The Eckrich team doubled its return despite double-digit budget reductions, thanks to a newly optimized strategy built on insights from Keen Decisions Systems that helped them make some game-changing decisions like:
- Reallocating resources from college football to direct-equity tactics
- Increasing shopper marketing to improve merchandising performance
- Creating continuity in digital, including a significant increase in paid search
- Increasing consumer spending by $3 million, the threshold for generating profitable returns
As it begins planning for 2019 Eckrich will run Keen’s analysis and then build its plan around it, a fundamental shift to a more dynamic and data-driven decision model.
“Where Keen differs is predictability— how its modeling can predict the future— that’s what led us to partner with them.”
Build on Equity
Eckrich “borrowed equity” with a college football sponsorship to help put its name on the map. The college football program is successful, generating a $1.07 ROI. Keen’s analysis revealed that increased investment in direct-equity tactics could offer significant upside. As a result, Eckrich is redirecting some funds into equity programming, including online video, a new channel.
Keen’s model showed the brand was overspending during college football season (August to November), missing an opportunity to extend its impact across the year. Eckrich optimized timing accordingly, and now six of seven tactics are forecast to deliver an ROI >$1 in 2018, compared to just four in 2017.
Keen’s analysis confirmed the brand’s plan to move away from its mobile marketing tour, while confirming its plan to expand point-of- purchase shopper-marketing and in store promotional activities.
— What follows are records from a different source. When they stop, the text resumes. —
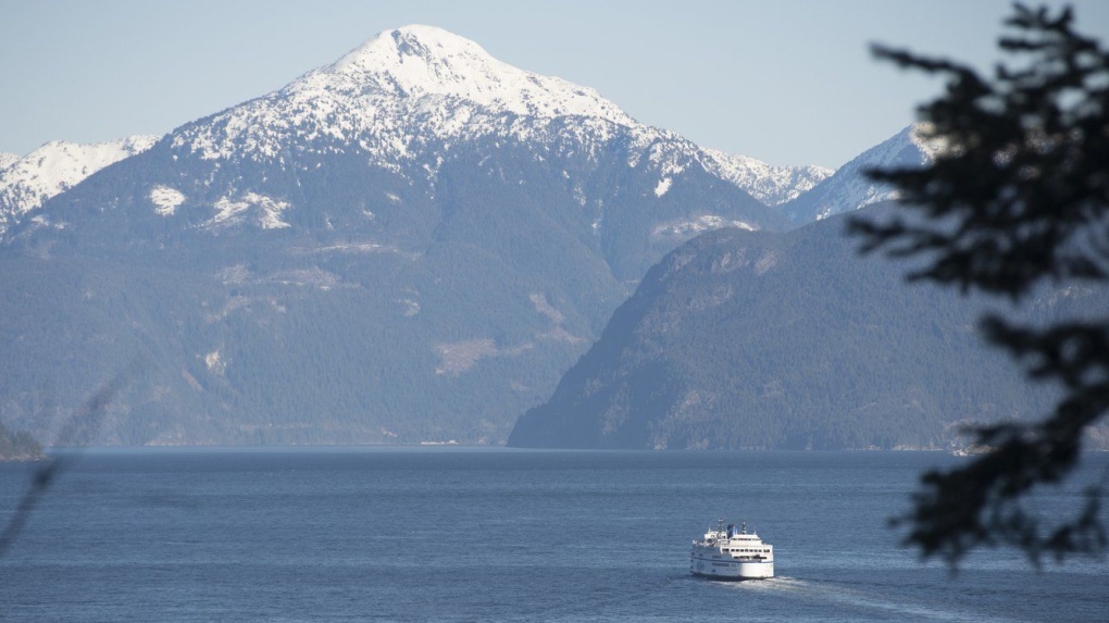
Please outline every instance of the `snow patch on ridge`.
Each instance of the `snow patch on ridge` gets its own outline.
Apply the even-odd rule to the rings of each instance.
[[[185,203],[185,195],[176,188],[159,185],[150,190],[150,201],[154,204],[154,212],[162,216],[173,216],[177,207]]]
[[[742,221],[726,221],[715,214],[705,214],[703,216],[699,216],[694,221],[663,223],[658,225],[651,231],[651,237],[692,237],[696,234],[712,229],[722,229],[724,227],[736,227],[749,232],[754,232],[756,229],[756,227],[752,227]]]
[[[138,135],[95,144],[53,141],[23,157],[0,155],[0,234],[51,197],[108,165],[151,149],[157,140]]]
[[[204,222],[202,226],[205,228],[222,228],[247,222],[262,229],[289,227],[281,218],[289,204],[258,193],[244,193],[236,200],[220,197],[212,207],[215,214]]]

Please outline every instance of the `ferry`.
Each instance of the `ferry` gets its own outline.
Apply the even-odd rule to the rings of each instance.
[[[774,576],[774,545],[764,543],[747,524],[739,529],[716,520],[704,538],[693,541],[690,572],[716,580],[756,580]]]

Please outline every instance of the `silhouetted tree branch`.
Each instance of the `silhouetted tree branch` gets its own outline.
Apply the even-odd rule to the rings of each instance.
[[[853,218],[862,251],[915,256],[925,279],[1020,300],[1032,288],[1109,277],[1109,54],[1072,28],[1068,8],[1017,4],[1013,34],[998,45],[1019,67],[991,79],[957,62],[876,47],[878,59],[947,78],[945,93],[919,109],[923,139],[938,146],[917,170],[875,170],[898,188],[902,210],[883,222]],[[1109,317],[1020,327],[989,316],[986,339],[1007,349],[1030,378],[1065,396],[1037,422],[974,429],[991,451],[922,478],[906,541],[953,568],[979,545],[1044,554],[1101,555],[1101,487],[1061,523],[1045,528],[1021,505],[1037,484],[1058,483],[1078,462],[1082,431],[1109,411]]]

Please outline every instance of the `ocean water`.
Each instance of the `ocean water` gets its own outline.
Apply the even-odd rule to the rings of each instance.
[[[924,452],[91,450],[0,558],[0,621],[1109,621],[1109,566],[957,575],[886,519]],[[1103,478],[1093,456],[1082,479]],[[29,466],[0,464],[0,522]],[[1078,487],[1045,494],[1048,514]],[[689,574],[718,517],[777,576]]]

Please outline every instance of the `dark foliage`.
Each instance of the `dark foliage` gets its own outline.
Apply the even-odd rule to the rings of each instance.
[[[901,215],[853,221],[863,251],[916,256],[912,273],[1025,300],[1044,283],[1109,276],[1109,53],[1074,30],[1069,9],[1016,6],[999,47],[1018,67],[991,79],[948,60],[877,48],[898,67],[947,76],[946,92],[920,108],[925,136],[942,146],[923,170],[873,171],[902,192]],[[1103,313],[1103,310],[1102,310]],[[953,568],[979,545],[1011,544],[1039,564],[1045,554],[1100,554],[1100,488],[1057,525],[1021,504],[1038,486],[1058,483],[1078,462],[1082,431],[1109,410],[1109,318],[1049,326],[983,319],[987,339],[1029,377],[1064,390],[1041,421],[975,429],[991,451],[969,464],[924,476],[907,542]]]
Shopper marketing in support of its equity messaging will be pursued outside football season; the optimized timing promising improved returns.
Keen’s model suggested stronger returns could be achieved on Eckrich’s digital tactics through some simple shifts in tactics (decreasing banner ads, increasing paid search) and by optimizing timing for greater continuity.
The winning combination, according to DiJohn, will be to ensure “an ongoing transfer of information so we’re able to read what Keen’s model is telling us and react quickly to impact the business positively or wage against negative impacts. It’s all about the real-time ability to get in and work the model. “One of the biggest benefits of working with Keen has been the ability to align how we look at our business with the way our leadership wants to look at it.”